New Millenium Sicav vuole arrivare a Piazza Affari


New Millennium Sicav, costituita da Banca Finnat nel 1999, che comprende oggi 14 comparti per oltre 650 milioni di euro di asset, ha inoltrato, per 13 propri comparti, la domanda di ammissione alla quotazione sul nuovo segmento della Borsa Italiana dedicato alla negoziazione dei fondi aperti. La formalizzazione della domanda di ammissione giunge al termine di un iter che la New Millennium Sicav, anche col supporto di Banca Finnat che ne è promotore, distributore principale e general advisor, ha avviato oltre un anno fa, quando Borsa Italiana, per la prima volta, diede notizia con un proprio avviso del progetto relativo all’introduzione di questo segmento.

In particolare, si è dovuto procedere ad alcune modifiche Statutarie e a diverse implementazioni organizzative e procedurali; è stato inoltre necessario costituire una classe di quote dedicate a essere listate (classi “L”) con caratteristiche compatibili con i requisiti stabiliti dalla Borsa. L’autorità di vigilanza lussemburghese (CSSF) ha autorizzato le modifiche al prospetto lo scorso venerdì, 28 novembre 2014. Il pricing della classe “L” è stato determinato prendendo come riferimento le commissioni previste nella corrispondente classe destinata agli Istituzionali e aggiungendo uno spread fisso per tutti i comparti quale remunerazione degli oneri sostenuti per il listing. Ne risultano dunque – per ciascun fondo – commissioni più vantaggiose delle corrispondenti classe “A” destinate alla distribuzione sui canali tradizionali del collocamento. Gli OICR che si quotano devono individuare un intermediario incaricato, che quotidianamente si impegni a negoziare in Borsa quelle quote dei fondi per dare soddisfazione a quegli ordini che non hanno trovato contropartita e che rischierebbero di restare ineseguiti; l’intermediario incaricato sarà Banca Finnat con la quale New Millennium Sicav ha concluso un accordo contrattuale.

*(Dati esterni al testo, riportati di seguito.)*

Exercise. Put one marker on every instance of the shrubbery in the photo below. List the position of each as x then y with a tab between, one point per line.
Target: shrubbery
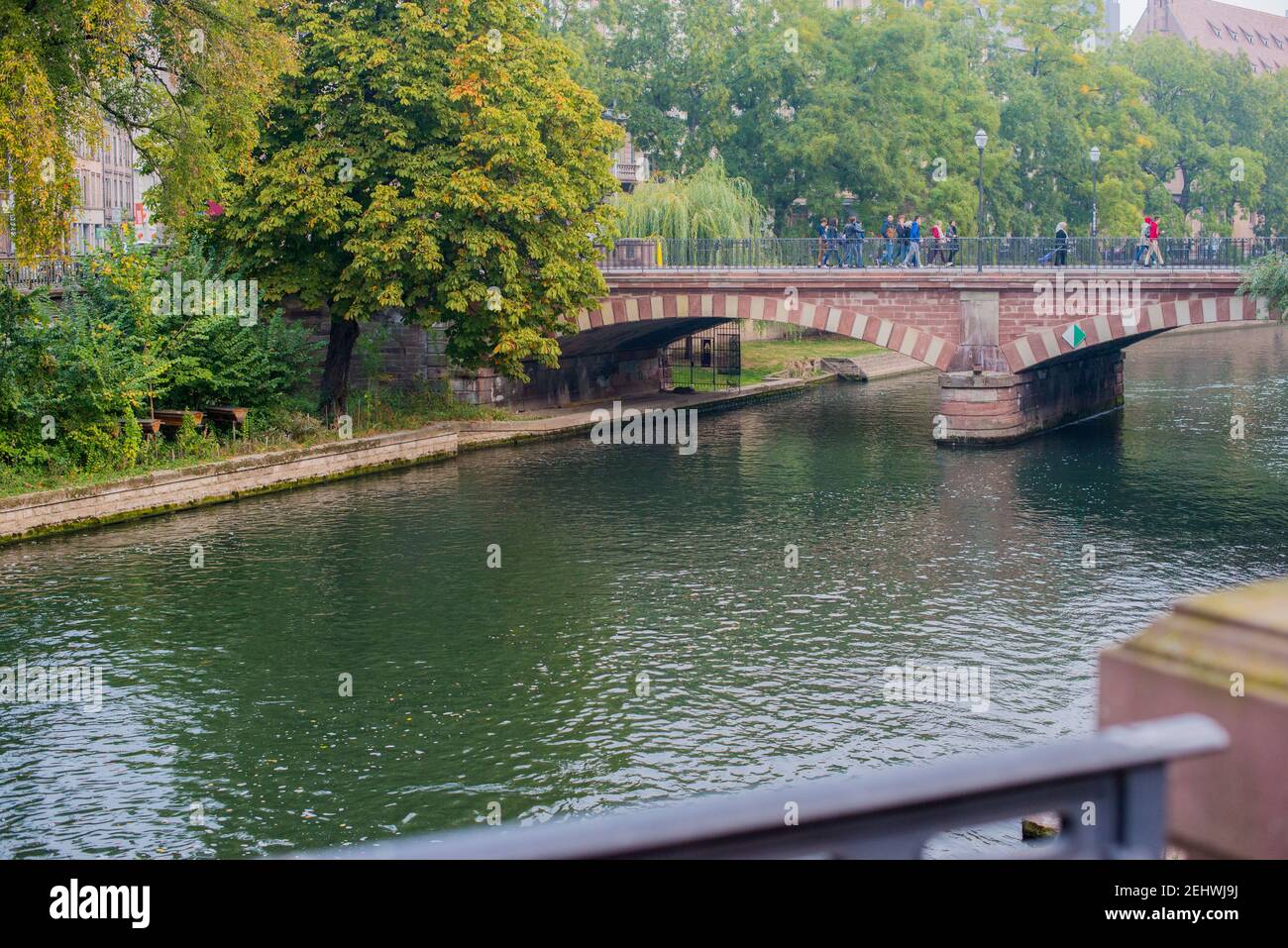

Alberto Alfiero, presidente del cda della New Millennium e vice direttore generale di Banca Finnat ha commentato: “New Millennium Sicav è stata da subito interessata a questa iniziativa. Si crea per i fondi un altro canale di vendita complementare rispetto alla tradizionale piattaforma distributiva che peraltro, per New Millennium, era già particolarmente ampia. Il canale del collocamento continuerà a essere giustamente apprezzato da quegli investitori che ricevono una prestazione consulenziale e un’effettiva assistenza post vendita: la qualità del servizio ricevuto giustifica il maggior onere commissionale. Coloro però che quel servizio di qualità non lo ricevono, utilizzando la Borsa, non ne subiranno il costo”.